La complexité du mélange des générations

Les marques doivent affronter une complexité croissante due au mélange des générations, en jouant sur tous les plans pour répondre aux différents besoins de leur clientèle. Les générations X et Y ont désormais atteint la période où leurs revenus sont les plus importants. Elles sont à l’origine de la majeure partie des achats de luxe et constituent une réserve majeure de croissance de revenus dans un avenir proche. Toutefois, les membres de la génération Z veulent mener un changement social et culturel. Ils inspirent les systèmes de valeurs des autres générations, montrant une forte volonté de vivre des expériences et de trouver du sens dans leurs actes. D’ici 2030, la génération Z représentera de 25 % à 30 % des achats du marché du luxe, tandis que la génération Y comptera pour 50 % à 55 %.

Le marché du luxe en 2030 : à quoi s’attendre ?

À horizon 2030, la croissance du marché se maintiendra grâce aux bases solides que nous connaissons, et ce malgré de possibles écueils. Les clients chinois représenteront de 35 % à 40 % du marché des biens de luxe personnels, tandis que les Européens et les Américains compteront ensemble pour 40 % du marché. Les canaux de distribution en ligne et monomarques devraient constituer les deux tiers du marché d’ici 2030. Dans ce contexte, les marques vont devoir se concentrer pour se différencier et offrir des expériences qui ont du sens tout au long du parcours d’achat, quel que soit le point de contact et d’interaction. Il faudra alors s’attendre à une nouvelle série de fusions et acquisitions, nécessaires pour affronter les grandes difficultés de l’industrie. Il deviendra alors essentiel de se démarquer en termes de développement durable et d’intégrer la technologie.

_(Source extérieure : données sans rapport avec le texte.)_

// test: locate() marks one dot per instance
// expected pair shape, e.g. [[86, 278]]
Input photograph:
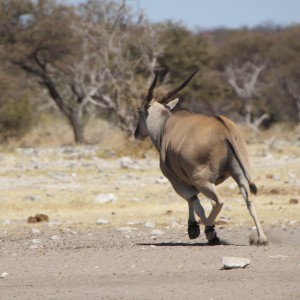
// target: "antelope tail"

Les entreprises devront également continuer à s’engager pour leur succès à long terme. Dans un marché de plus en plus fréquenté, les marques doivent favoriser la créativité et l’innovation, afin de rester convaincantes pour leurs clients. L’objectif ultime est de cultiver un groupe d’inconditionnels de la marque pour élargir leur portée.

Il sera tout aussi urgent de maîtriser les défis à court terme. Les marques doivent faire preuve de réactivité et d’adaptabilité, grands principes de leur activité. Il faudra pour cela introduire de la flexibilité dans la structure de l’entreprise et optimiser la gouvernance et les processus pour gagner en efficacité.